The implication of this is that by 2030 a majority of the 255m desk globally will be done remotely a majority of the time. That doesn't mean everyone will work remotely all the time, but the number of people operating remotely full time will at least double in my opinion.

Remote work is the most important office trend in history

The office is already dead. Those who refuse to see this are in trouble. Remote work might look similar to what has come before it but it is the next evolution of workspace and a new operating system for capitalism. It will be driven by people realizing they have the power to demand it.

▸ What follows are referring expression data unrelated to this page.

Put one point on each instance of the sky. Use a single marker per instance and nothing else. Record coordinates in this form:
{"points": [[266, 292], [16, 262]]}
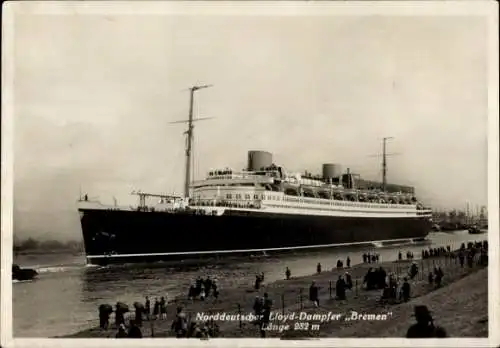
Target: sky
{"points": [[94, 96]]}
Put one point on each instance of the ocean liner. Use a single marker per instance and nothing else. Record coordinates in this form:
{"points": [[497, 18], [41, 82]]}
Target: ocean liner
{"points": [[261, 209]]}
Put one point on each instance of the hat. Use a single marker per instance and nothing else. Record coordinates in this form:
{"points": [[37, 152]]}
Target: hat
{"points": [[421, 312]]}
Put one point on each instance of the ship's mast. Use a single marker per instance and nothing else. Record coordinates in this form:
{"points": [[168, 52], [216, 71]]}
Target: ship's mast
{"points": [[189, 135], [384, 162]]}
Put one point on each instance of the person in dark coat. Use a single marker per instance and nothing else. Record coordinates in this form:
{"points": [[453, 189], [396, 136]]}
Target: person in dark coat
{"points": [[147, 308], [192, 292], [313, 294], [348, 281], [340, 288], [104, 312], [215, 290], [257, 282], [405, 290], [119, 316], [156, 309], [424, 328], [134, 331], [258, 305], [163, 308], [121, 332], [461, 258], [179, 325], [266, 309]]}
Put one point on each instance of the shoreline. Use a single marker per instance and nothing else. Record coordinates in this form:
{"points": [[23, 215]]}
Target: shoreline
{"points": [[292, 296]]}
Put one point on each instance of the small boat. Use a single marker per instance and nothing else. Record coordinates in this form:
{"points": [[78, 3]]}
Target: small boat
{"points": [[22, 274]]}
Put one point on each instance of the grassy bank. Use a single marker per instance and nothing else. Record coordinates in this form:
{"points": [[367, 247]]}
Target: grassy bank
{"points": [[292, 296], [461, 308]]}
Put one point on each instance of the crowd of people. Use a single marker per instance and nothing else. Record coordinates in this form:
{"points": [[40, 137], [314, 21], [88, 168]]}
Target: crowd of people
{"points": [[392, 286], [203, 288]]}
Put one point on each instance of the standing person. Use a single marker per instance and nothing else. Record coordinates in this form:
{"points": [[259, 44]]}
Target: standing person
{"points": [[179, 325], [163, 308], [147, 308], [424, 328], [121, 332], [313, 294], [156, 309], [134, 331]]}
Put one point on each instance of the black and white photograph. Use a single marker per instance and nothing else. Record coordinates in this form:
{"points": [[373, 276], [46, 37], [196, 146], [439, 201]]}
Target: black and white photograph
{"points": [[298, 170]]}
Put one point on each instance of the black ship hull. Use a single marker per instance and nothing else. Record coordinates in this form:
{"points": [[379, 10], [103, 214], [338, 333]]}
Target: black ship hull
{"points": [[121, 236]]}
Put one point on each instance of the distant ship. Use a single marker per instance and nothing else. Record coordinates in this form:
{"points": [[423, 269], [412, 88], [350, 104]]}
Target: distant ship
{"points": [[262, 209]]}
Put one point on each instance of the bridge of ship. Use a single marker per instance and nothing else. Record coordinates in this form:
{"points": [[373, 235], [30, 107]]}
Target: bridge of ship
{"points": [[248, 190]]}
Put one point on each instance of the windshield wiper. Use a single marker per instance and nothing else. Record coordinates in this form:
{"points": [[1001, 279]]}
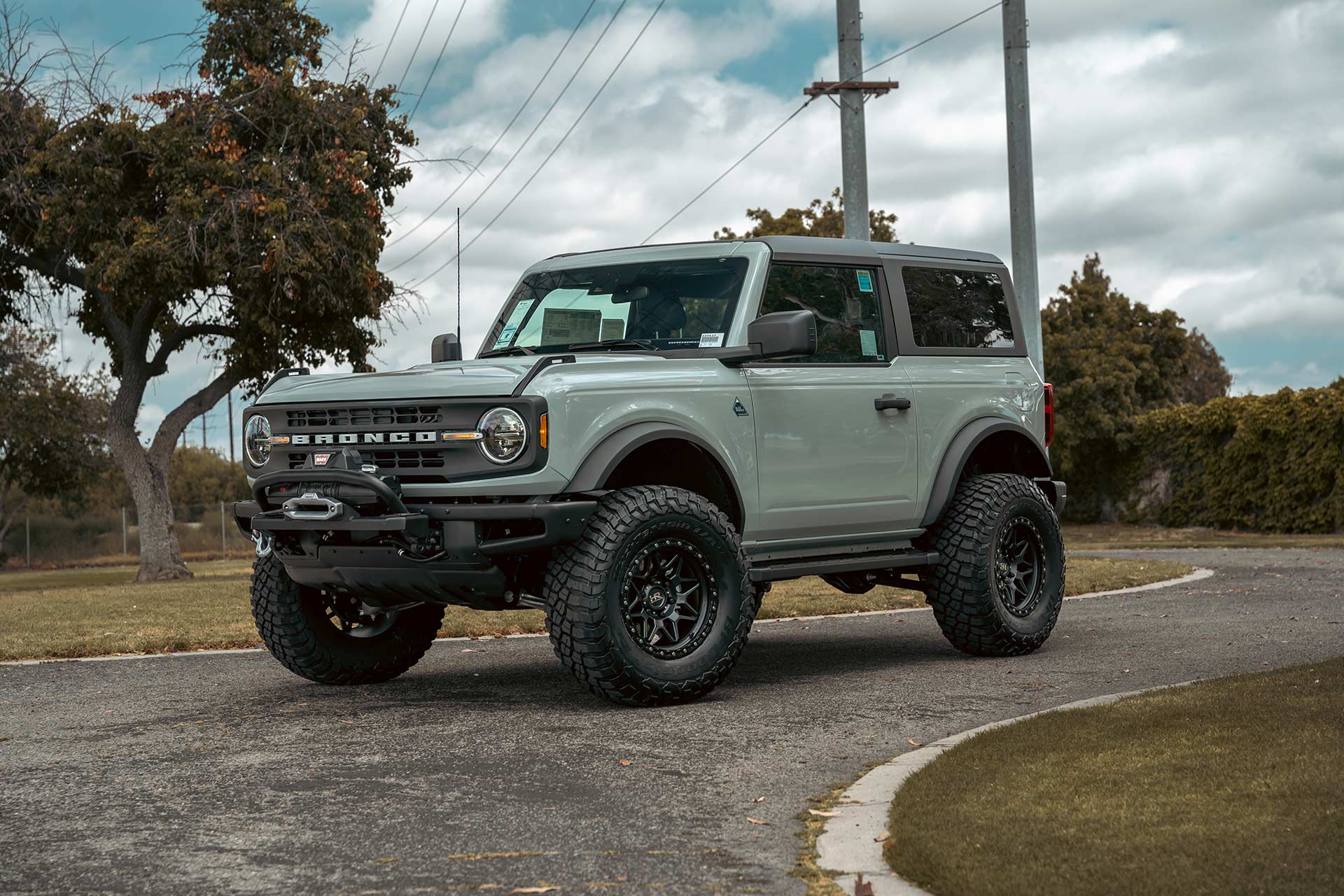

As office people search for a faster horse, remote work has emerged as a combustion engine of change

It’s still early, the dissenting voices are loud. The early adopters are a small but vocal majority. There is no guarantee that the pace that it has risen to this point will continue, but nothing feels more inevitable. As pollution drives us ever closer to despair, and things like the coronavirus scare us into considering alternatives, remote work stands as an opportunity for benefits on every side of the equation of work. That and something even more simple:

The smartest people I know personally ALL plan to work remotely in the next decade.

The remote workers I know would NEVER work for a company that wasn’t remote again.

The flywheel of talent leaking from office-first companies is only beginning. Soon it will become an expectation for everyone operating with a computer for 70% of their work.

The smartest companies I know personally ALL plan to hire remotely in the next decade

The remote companies I know would NEVER hire a worker that didn’t have the discipline to be remote.